In midday trade, London's FTSE 100 index slid 0.39 percent to 5,107.68 points, Frankfurt's DAX 30 lost 0.35 percent to 5,411.35 points and in Paris the CAC 40 shed 0.47 percent to 2,809.12.
The Milan stock market plunged 1.91 percent after Italy paid record rates in a 10-billion euro ($13.2-billion) bond sale and as the EU kept up pressure over the country's debt on Friday.
The rate on bonds due in six months soared to 6.504 percent and the two-year rate hit 7.814 percent, levels considered dangerously high for the long term given Italy's massive 1.9 trillion euros public debt mountain.
Traders remained nervous at the end of a week that saw investors shun a bond sale in Germany, the eurozone's paymaster and strongest economy, stoking fears the whole euro project is unravelling.
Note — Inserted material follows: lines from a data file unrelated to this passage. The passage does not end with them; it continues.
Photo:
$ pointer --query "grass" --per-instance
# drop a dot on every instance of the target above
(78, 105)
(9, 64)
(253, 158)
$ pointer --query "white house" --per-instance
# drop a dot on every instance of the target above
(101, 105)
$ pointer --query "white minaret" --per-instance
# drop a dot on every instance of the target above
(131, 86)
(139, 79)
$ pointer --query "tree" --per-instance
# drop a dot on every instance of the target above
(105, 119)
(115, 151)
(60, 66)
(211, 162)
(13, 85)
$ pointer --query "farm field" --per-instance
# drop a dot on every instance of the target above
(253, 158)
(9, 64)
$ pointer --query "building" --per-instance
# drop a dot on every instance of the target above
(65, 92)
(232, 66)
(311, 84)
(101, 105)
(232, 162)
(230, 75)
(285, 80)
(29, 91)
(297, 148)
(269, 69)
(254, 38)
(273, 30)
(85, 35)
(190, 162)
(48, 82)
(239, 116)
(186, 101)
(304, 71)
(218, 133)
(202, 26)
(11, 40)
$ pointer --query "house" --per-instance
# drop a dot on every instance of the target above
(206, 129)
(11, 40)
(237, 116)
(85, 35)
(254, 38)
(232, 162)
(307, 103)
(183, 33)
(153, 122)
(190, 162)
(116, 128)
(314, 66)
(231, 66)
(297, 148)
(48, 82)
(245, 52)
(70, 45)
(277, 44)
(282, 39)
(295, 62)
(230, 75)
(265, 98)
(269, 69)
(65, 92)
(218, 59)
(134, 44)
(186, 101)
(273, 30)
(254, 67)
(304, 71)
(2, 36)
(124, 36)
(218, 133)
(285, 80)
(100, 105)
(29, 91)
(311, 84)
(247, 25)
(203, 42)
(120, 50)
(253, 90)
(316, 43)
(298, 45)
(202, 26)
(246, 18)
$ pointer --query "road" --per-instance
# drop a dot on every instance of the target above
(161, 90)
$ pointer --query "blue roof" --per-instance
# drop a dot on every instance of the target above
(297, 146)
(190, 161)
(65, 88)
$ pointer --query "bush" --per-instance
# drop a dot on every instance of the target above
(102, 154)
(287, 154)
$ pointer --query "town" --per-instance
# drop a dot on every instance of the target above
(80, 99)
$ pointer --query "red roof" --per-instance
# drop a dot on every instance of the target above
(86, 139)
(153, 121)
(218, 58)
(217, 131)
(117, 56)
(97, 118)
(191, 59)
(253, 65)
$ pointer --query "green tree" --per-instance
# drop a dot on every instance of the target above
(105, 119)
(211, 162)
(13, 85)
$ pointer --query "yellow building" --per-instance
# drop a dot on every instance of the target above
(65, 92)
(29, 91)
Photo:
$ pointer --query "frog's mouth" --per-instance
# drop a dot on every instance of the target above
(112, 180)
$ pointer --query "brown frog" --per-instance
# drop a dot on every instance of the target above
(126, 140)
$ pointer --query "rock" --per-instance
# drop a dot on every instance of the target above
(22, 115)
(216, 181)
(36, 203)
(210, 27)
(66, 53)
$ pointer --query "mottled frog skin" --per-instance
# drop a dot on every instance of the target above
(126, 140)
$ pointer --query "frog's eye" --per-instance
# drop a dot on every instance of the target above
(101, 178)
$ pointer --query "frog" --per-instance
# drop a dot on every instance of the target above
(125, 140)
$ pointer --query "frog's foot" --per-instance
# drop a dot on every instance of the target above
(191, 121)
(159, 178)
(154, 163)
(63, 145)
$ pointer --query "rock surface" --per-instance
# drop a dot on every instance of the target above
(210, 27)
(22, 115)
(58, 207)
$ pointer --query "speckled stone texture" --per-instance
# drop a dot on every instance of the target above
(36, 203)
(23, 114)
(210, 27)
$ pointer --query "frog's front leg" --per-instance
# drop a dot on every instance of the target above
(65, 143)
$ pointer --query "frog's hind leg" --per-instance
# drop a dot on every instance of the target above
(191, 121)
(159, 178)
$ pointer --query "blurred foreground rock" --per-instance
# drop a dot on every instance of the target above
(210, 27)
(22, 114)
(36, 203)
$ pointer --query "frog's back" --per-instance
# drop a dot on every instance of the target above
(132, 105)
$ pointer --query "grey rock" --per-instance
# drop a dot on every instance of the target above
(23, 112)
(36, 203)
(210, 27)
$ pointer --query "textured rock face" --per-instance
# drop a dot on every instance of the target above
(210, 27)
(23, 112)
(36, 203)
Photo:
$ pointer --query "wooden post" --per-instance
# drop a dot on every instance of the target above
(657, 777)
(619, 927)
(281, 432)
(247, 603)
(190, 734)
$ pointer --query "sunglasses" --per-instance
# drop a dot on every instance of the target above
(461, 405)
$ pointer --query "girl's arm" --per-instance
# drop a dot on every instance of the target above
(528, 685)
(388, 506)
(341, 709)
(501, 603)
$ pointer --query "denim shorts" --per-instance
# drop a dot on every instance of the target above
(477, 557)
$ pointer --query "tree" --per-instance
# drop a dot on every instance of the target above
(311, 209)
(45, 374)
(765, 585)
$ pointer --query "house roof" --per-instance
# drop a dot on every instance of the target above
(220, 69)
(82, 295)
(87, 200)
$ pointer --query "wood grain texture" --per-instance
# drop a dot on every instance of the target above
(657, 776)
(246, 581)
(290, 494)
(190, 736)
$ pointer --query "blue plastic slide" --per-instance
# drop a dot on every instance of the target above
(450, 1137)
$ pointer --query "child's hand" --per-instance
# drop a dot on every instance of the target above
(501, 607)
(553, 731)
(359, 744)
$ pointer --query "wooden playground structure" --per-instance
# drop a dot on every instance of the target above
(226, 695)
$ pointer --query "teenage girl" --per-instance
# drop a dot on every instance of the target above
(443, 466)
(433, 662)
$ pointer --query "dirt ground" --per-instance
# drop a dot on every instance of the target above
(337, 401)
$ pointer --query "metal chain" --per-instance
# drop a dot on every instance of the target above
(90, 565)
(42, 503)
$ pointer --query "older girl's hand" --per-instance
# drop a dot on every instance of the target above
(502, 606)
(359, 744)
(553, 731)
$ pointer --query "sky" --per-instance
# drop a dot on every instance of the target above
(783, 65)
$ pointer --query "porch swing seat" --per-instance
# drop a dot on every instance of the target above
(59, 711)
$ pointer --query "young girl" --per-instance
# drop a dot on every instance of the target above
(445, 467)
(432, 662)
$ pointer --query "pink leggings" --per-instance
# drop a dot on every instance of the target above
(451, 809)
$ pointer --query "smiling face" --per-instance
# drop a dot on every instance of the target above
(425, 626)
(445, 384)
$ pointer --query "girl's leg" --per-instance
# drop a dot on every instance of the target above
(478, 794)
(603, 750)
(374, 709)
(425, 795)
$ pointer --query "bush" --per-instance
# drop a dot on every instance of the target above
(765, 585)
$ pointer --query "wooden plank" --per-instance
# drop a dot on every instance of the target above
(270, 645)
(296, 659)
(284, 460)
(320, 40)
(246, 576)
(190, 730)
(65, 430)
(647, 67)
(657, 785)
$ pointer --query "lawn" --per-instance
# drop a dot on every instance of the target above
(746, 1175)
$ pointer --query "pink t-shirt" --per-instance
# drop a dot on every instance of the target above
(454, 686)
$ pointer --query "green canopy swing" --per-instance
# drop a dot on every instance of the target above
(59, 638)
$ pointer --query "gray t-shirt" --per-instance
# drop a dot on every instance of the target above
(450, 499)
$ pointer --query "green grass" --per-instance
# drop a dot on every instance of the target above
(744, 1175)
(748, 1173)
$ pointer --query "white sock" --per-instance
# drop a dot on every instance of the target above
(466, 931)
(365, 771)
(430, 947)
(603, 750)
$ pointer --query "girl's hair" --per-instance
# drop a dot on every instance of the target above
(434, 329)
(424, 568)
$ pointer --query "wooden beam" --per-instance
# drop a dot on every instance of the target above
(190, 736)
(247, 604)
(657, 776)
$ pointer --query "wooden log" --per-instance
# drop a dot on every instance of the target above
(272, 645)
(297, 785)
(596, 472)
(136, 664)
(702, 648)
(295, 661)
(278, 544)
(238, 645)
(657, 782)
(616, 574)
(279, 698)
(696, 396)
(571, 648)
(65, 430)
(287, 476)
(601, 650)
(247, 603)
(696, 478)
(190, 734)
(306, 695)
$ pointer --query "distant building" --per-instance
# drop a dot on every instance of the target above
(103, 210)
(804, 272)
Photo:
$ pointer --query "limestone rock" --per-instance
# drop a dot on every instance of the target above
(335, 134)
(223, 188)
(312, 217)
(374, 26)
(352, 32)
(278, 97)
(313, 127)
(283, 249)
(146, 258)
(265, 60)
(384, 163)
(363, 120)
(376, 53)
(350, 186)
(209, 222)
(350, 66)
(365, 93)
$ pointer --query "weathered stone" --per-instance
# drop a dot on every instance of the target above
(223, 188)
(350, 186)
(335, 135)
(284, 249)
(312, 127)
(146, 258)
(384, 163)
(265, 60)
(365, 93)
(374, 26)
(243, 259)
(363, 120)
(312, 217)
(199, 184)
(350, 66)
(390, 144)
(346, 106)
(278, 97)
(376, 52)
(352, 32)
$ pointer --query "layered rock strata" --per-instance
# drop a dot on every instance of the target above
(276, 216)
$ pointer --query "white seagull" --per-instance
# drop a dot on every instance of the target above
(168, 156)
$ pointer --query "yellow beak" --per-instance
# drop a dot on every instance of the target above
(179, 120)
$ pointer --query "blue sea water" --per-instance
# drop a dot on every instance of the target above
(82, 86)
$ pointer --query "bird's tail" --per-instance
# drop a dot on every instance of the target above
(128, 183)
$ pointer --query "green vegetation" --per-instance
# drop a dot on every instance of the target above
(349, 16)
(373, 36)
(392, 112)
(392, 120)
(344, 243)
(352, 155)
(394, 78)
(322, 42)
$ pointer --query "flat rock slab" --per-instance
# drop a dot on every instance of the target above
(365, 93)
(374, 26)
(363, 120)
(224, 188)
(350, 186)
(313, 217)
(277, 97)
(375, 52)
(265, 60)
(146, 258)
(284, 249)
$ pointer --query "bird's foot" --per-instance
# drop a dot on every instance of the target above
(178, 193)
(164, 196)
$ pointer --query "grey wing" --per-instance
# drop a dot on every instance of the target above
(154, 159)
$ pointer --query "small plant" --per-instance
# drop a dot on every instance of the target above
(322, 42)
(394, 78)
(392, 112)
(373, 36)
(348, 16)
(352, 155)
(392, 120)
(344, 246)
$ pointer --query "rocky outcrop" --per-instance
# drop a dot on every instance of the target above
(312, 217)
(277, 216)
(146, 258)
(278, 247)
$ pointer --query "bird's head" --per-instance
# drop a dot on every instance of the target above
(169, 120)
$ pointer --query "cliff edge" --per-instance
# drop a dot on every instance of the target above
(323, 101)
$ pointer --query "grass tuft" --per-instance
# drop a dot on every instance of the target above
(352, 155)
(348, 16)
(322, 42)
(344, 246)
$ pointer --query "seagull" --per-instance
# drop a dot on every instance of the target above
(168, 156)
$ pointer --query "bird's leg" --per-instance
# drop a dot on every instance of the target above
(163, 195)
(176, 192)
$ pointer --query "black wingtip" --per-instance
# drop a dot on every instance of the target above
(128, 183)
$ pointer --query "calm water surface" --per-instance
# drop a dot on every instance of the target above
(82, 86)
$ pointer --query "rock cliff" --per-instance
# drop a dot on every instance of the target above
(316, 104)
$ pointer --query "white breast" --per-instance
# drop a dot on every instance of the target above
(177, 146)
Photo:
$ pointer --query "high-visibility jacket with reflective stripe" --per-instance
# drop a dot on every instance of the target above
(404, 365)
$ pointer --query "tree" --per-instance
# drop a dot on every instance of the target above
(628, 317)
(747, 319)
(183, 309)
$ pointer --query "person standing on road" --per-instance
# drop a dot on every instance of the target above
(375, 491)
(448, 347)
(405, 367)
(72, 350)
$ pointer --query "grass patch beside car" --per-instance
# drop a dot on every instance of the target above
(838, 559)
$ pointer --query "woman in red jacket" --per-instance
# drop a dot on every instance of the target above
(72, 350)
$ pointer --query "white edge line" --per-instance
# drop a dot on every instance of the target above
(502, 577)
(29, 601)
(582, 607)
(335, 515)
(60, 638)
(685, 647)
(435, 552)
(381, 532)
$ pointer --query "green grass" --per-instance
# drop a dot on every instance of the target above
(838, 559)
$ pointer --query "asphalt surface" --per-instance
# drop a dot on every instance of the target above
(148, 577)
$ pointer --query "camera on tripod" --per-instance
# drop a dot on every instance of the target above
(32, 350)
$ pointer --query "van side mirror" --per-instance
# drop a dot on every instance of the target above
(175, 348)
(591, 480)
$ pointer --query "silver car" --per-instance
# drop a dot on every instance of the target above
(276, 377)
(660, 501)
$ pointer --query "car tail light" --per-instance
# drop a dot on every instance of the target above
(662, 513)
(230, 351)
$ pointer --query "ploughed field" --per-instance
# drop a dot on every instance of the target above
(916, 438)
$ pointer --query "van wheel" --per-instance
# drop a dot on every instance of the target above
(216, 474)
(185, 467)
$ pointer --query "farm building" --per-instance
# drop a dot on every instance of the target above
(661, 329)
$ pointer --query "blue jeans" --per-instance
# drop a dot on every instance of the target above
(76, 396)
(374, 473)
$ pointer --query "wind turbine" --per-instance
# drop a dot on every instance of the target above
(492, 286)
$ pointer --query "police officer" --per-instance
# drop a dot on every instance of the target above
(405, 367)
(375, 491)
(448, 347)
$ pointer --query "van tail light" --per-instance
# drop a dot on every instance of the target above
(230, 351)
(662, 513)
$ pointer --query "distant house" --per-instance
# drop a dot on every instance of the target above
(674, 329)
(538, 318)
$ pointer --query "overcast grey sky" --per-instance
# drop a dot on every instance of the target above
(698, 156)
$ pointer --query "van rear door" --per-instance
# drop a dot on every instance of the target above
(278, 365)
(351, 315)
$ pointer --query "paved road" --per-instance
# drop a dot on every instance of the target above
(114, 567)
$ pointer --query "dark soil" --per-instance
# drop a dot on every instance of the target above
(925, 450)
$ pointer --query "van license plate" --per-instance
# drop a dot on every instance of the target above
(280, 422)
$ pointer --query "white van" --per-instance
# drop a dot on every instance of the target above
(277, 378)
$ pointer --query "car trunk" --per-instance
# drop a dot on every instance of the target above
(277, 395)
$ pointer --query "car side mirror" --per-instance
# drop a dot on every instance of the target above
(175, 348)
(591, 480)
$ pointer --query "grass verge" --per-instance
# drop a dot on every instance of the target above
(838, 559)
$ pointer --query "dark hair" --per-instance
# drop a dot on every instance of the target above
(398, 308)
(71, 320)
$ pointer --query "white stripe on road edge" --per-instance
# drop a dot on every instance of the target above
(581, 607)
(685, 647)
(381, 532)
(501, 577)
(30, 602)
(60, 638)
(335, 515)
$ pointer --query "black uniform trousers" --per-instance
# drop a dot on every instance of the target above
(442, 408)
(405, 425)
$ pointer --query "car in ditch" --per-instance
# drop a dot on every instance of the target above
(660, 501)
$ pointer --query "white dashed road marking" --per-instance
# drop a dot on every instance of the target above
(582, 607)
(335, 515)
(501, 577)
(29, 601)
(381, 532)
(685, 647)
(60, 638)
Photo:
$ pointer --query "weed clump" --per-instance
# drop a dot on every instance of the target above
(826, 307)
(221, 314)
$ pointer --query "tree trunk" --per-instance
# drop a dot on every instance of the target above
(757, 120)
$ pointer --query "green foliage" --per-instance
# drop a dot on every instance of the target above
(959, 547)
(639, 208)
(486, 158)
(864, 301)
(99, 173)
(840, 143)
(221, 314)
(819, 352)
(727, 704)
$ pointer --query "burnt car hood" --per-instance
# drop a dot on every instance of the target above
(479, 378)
Asian equity markets meanwhile mostly closed lower on Friday as Thursday's meeting between the eurozone's three biggest economies -- France, Germany and Italy -- only highlighted their differences on finding a solution to the region's debt problems.
New York markets were closed for Thanksgiving on Thursday, when Germany and France promised to reform EU governing treaties even though Chancellor Angela Merkel stood by her refusal to back eurobonds or widen the ECB's role.
France had urged Berlin to allow the European Central Bank to become a lender of last resort, with the firepower to protect debt-ridden eurozone members from falling victim to the bond markets.
After the crisis talks, French President Nicolas Sarkozy, Merkel and Italy's new Prime Minister Mario Monti said they would move to reform EU governing treaties but insisted that all agreed that there would be no wider ECB role.
Sentiment was also hit after Moody's ratings agency slashed Hungary's sovereign rating to junk status, one day after rival Fitch had cut Portugal's credit standing to junk.
In addition, dealers speculated that China was scaling back its purchases of euros.
"Large euro purchases by the Chinese have been supporting the troubled currency this year, although this may have been scaled back somewhat," said Spreadex trader Jordan Lambert.